Transpower warns of potentially tight winter power supply

Hmm, is anyone else getting that third-world vibe? Failing health system, high crime, energy grid under pressure, atrocious roads, high inflation, record high food bank requests, record low school attendance, the country being divided across racial and other social lines... And I’m probably missing things. Stuart M.

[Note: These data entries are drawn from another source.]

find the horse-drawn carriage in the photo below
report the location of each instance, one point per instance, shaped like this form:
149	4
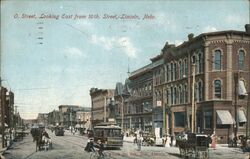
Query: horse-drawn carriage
193	145
40	136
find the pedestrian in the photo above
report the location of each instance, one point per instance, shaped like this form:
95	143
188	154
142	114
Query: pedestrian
139	142
135	139
90	146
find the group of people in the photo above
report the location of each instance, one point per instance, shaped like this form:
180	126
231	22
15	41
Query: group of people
91	147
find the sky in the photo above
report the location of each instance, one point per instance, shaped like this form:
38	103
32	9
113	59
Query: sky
53	52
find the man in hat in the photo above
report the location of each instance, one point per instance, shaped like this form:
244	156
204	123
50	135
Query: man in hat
100	147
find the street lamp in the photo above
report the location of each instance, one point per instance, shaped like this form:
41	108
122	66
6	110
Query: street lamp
248	105
193	104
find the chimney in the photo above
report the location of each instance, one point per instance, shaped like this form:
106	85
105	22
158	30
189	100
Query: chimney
247	27
190	36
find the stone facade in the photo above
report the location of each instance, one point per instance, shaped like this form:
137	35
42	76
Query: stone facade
216	58
99	104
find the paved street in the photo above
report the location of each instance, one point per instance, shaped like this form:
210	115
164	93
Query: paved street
72	147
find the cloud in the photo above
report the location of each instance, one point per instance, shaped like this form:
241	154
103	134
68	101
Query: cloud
73	52
209	29
236	19
110	43
176	42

So our brilliant Government pushes for more EVs, pays a rich corporation to switch from coal to electricity, and then belatedly discovers we might not have enough to go round, unless, of course we burn tons more imported “dirty” coal from Indonesia, with the massive carbon footprint that entails. The incompetence borders on the negligent. Patrick F.

Oh yes, all Labour’s fault. Nothing to do with a lack of investment since National’s Max Bradford’s electricity reforms. Max K.

Ancient history, Max. The Bradford reforms took place 25 years ago and there have been 15 years of Labour governments since then to do something about them if Labour had any genuine reason to repeal them. The Government still owns the majority of the shares in the companies that were partially privatised back in 2013. Gary W.

National has not spent the last five years urging people to use more electricity by subsidising EVs and billion dollar overseas companies. But yeah, let’s just go back 25 years looking for blame. Anna S.